What the boundary for the proposed city – outlined in Measure H – does include is a lot of the same people who voted for cityhood when it last appeared on the ballot, in 1990 and 1987.

The rest of the people – low-income families who want a say in housing options; students who patronize businesses and generate sales tax within the proposed “footprint”; people who want a city of Goleta, but one that will include them and prosper – can all go incorporate themselves.

The motives behind the cityhood proposal aren’t bad: Goletans want to control where their money goes and what gets built. It is understandable that they want these things. Except they won’t get them.
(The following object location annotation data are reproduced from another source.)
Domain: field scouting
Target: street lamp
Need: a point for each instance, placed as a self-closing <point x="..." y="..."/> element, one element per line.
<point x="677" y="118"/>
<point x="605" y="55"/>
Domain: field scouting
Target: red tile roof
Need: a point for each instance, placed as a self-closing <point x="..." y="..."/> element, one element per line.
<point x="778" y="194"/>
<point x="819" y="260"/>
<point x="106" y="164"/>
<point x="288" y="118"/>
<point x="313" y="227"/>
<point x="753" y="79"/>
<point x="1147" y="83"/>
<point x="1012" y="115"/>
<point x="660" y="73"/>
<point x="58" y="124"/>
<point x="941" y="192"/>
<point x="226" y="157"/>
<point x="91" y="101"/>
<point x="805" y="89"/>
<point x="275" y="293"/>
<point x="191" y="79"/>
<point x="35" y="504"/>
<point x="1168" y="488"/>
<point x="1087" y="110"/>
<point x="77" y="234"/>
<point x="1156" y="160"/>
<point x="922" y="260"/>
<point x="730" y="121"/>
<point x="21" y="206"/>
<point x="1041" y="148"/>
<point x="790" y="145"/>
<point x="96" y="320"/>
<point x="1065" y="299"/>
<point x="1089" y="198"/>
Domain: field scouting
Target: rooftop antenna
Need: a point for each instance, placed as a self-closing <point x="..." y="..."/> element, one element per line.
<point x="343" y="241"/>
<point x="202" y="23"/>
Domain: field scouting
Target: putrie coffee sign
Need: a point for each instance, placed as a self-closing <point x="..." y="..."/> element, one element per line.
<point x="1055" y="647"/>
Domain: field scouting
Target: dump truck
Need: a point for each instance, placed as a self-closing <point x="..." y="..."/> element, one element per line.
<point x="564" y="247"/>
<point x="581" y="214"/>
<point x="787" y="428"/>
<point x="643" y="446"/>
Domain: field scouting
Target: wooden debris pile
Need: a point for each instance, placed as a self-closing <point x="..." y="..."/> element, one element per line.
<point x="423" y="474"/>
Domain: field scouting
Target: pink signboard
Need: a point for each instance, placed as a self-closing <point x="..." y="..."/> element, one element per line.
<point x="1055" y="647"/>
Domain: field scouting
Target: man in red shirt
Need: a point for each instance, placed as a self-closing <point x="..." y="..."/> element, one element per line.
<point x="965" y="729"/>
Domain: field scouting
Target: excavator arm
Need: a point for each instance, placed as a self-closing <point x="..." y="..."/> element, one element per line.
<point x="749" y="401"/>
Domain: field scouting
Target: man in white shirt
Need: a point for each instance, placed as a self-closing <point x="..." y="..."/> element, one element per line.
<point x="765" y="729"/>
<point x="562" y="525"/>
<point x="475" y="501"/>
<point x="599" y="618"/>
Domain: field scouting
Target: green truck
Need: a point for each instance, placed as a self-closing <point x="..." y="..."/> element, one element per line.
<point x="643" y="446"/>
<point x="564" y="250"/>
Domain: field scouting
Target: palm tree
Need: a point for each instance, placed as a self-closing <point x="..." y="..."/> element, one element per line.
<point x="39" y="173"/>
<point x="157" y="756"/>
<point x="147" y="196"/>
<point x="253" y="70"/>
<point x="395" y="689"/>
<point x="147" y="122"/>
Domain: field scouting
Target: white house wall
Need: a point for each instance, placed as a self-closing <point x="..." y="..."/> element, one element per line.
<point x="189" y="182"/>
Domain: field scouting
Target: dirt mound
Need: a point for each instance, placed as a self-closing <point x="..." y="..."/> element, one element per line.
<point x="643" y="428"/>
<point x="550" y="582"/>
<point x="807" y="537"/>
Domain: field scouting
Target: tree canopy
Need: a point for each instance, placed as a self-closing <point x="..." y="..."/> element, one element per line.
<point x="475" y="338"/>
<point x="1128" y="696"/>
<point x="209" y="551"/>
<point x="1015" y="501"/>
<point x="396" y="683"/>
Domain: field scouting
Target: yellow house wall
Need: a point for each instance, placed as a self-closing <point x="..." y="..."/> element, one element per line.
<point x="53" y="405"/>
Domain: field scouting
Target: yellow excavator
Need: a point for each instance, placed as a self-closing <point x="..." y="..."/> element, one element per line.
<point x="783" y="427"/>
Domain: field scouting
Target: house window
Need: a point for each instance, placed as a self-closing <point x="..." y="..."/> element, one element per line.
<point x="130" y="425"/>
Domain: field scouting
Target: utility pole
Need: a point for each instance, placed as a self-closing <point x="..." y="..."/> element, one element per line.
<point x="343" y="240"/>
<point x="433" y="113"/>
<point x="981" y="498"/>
With incorporation, Goleta would promise to pay the county 30 percent of sales tax and 50 percent of property tax revenues in perpetuity, as well as an additional 20 percent of its sales tax and 40 percent of its transient occupancy (hotel and motel) tax for the first 10 years.

Goleta Now!, the people behind Measure H, managed to weasel the Camino Real Marketplace development (and the sales tax that comes with it) into the proposed boundary, but the main sources of transient-occupancy tax revenue that Goleta will be relying on – the Bacara Resort and the Page Hotel – aren’t financially stable. The Bacara supposedly ran its bank into bankruptcy, and the Page Hotel hasn’t even gotten a building permit.

The official financial forecast said the proposed city would make money. Unfortunately, this was done in 1999, the best economic year the county’s ever seen. Now, things don’t look so good, particularly with the delayed construction of the Page Hotel.

A private company recently did its own report that claimed the city could face a decade of losses, something cityhood opponents have been claiming since the original report.

To generate revenue, Goletans may be forced to approve a large number of development projects – the very thing they don’t want to do.

Development is a big concern to cityhood proponents. After a hullabaloo over an affordable housing project last spring, Goleta wants to be able to limit development on their land, or at least approve it on their own terms and not the county’s.

But hotels and developed city blocks are more profitable than empty fields of wildflowers. A new city strapped for cash may be willing to forgo a few green luxuries to avoid bankruptcy. A new city in the red might not mind letting the small-town atmosphere of Goleta go in order to get some extra budget padding.

For the first five years at least, Goleta will not even be providing its own services, but contracting out to the county at a higher price than they would have to pay for city-owned services. Contracting means more money going out and less staying where it is.

Someday, Goleta will have to become a city. Right now it’s a part of the largest unincorporated block of land in the state. But Measure H is not the right way. The money’s not right and it leaves a lot of people out of the picture, including Isla Vistans.

For those who can vote on Measure H in the election today, vote no. Vote no, not because Goleta should never be a city, but because Goleta as a city under the current proposal simply won’t work.